From the outside observer, they look like millionaires, although they never earned more than 60 thousand dollars a year.

The amount of money you spend and save affects your children’s attitude toward money. Each family has its own budget rules, and these rules affect children who copy the financial habits of their parents.

Therefore, teach your children to invest correctly and spend money wisely! Imagine a man named John. Every time he receives a salary, he spends money on some design things that he does not need at all – it’s just a habit inherited from his parents to go shopping every Saturday. They made purchases just for the sake of shopping – and John does the same now.

Financially Dependent Children Receive Most of the Family Inheritance

Who will get your money after your death? Most millionaires are sure that the money will be divided equally between their children. But in fact, some people are more likely to inherit than others.

This group includes housewives. Wealthy parents are aware of the fact that women usually earn less than men, so they are usually given more money. This is especially true for “daddy’s daughters.” They are much more likely to receive a significant inheritance.

Take a girl named Alice, who has always been daddy’s favorite. When she married a man with a modest income and dropped out, staying at home with two children, her rich father began to help her with money, because he could not allow his daughter to live in modest conditions, which she was not used to at all .

Unemployed adult children can also receive more money and, consequently, inheritance than their working brothers and sisters.

In many cases, the children of millionaires are either unemployed or “eternal students” who constantly study somewhere. Parents encourage this “learning desire” by giving these children more money than their brothers and sisters who go to work.

Money Deferred May Be Money Deferred for Education if Such a Child Drops Out of College.

Take Paul and Peter, brothers who grew up in a family of millionaires. Paul became an entrepreneur moved to live separately from his parents, and soon achieved financial independence, as he refused to receive money from his parents.

Peter, however, after graduating from college, moved to live back with his parents, because he did not want to get a permanent job. And now his parents give him money for life, food, clothes, and transport.

And there will be nothing surprising in the fact that after the parents die, the financially dependent Peter will receive most of the inheritance.

The Final Words

A typical millionaire does not necessarily live in the glamorous glitter of Hollywood.

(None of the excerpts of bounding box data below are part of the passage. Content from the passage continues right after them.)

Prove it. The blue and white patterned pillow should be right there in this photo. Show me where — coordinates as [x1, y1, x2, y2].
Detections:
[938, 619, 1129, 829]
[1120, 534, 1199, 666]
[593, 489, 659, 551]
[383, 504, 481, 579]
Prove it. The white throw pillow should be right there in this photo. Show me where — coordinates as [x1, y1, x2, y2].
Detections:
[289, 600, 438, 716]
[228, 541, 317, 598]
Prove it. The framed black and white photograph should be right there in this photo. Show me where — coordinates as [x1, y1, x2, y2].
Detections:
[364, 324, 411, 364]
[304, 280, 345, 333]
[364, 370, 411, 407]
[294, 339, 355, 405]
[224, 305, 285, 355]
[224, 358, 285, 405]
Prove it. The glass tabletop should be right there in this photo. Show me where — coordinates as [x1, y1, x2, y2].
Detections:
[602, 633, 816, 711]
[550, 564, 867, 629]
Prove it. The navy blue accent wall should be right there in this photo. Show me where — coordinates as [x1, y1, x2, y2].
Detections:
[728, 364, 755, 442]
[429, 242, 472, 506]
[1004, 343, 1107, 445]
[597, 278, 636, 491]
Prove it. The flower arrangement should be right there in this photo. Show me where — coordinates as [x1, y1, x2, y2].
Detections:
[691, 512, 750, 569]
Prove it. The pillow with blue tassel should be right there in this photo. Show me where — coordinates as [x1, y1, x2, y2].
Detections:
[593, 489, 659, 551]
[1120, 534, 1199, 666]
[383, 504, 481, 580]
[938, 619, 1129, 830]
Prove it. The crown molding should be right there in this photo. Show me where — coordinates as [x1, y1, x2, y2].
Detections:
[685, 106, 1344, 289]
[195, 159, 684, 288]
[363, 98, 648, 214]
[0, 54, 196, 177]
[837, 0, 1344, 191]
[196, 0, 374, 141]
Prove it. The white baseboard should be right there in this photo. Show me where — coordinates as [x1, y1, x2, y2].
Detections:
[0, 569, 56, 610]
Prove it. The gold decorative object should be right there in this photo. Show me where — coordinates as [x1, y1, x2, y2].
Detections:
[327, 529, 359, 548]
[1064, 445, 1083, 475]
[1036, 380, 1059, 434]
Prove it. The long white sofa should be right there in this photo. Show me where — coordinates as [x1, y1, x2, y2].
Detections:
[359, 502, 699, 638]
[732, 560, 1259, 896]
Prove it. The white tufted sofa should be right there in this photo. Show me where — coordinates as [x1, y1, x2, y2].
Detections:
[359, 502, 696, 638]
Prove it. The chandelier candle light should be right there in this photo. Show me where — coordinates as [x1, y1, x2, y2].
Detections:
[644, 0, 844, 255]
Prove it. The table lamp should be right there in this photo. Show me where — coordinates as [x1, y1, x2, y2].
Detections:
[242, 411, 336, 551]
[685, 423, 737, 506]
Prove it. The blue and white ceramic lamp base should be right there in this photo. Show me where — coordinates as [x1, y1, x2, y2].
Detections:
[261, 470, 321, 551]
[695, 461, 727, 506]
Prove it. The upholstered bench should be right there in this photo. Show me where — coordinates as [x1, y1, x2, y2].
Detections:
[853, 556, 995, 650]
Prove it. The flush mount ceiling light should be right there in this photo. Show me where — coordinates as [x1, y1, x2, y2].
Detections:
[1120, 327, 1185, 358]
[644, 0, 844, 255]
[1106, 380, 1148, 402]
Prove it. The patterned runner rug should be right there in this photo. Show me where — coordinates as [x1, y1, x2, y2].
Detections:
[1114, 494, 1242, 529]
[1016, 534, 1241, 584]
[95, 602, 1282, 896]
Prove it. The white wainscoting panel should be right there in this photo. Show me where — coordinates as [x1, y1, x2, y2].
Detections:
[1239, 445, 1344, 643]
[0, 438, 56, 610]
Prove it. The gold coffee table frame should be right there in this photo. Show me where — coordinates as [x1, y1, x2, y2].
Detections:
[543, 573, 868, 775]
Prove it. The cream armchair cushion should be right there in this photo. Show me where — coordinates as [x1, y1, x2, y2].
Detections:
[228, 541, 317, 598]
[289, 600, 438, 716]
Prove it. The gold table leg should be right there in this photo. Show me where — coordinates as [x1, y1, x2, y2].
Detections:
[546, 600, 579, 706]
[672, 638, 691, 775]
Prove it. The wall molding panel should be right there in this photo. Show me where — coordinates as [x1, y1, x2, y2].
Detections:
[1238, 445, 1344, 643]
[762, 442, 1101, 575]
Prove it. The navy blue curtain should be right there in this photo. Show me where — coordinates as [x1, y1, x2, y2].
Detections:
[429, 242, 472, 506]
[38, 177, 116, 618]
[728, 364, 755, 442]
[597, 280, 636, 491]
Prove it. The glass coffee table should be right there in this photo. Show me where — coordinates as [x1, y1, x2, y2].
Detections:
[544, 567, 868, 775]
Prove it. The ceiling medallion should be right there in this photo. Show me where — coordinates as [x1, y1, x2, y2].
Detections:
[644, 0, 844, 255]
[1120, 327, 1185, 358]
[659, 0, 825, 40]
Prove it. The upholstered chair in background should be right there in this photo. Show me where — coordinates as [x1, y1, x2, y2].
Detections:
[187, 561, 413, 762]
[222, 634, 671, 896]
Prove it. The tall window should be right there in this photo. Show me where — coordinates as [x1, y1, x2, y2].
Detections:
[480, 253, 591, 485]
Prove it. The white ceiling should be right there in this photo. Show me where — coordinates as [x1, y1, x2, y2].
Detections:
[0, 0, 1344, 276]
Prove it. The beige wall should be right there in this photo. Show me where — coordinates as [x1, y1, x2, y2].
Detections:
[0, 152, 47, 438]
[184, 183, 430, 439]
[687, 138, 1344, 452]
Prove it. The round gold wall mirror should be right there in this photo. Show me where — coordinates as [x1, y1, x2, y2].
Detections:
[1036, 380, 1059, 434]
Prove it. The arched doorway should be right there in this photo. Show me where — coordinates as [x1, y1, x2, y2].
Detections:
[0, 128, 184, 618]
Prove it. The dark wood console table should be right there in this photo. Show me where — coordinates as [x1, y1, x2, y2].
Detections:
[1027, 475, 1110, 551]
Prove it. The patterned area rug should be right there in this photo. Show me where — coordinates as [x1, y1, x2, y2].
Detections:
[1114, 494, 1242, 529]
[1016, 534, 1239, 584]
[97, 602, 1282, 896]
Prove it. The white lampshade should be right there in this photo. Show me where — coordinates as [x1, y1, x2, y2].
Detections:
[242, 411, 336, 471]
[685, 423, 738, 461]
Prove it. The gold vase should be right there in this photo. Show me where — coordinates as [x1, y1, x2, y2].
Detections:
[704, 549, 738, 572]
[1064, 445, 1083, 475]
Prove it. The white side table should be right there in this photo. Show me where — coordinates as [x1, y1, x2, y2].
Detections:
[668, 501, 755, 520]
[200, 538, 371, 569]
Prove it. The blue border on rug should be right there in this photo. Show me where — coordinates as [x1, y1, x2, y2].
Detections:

Many of them live much more modestly than their means, spending money wisely and regularly saving them.

If you constantly adhere to these simple standards, you too can become a millionaire.

Money looks better on a bank account than with you!

The next time you get a bonus or an increase in salary, do not be tempted to buy a new gadget or brand item immediately. Set aside this money and enjoy how it will gradually grow in your bank account.

Why You Should Read “The Millionaire Next Door”

  • To get rich following the right path;
  • To keep your fortune and spend money wisely;
  • To find out about the habits of wealthy people.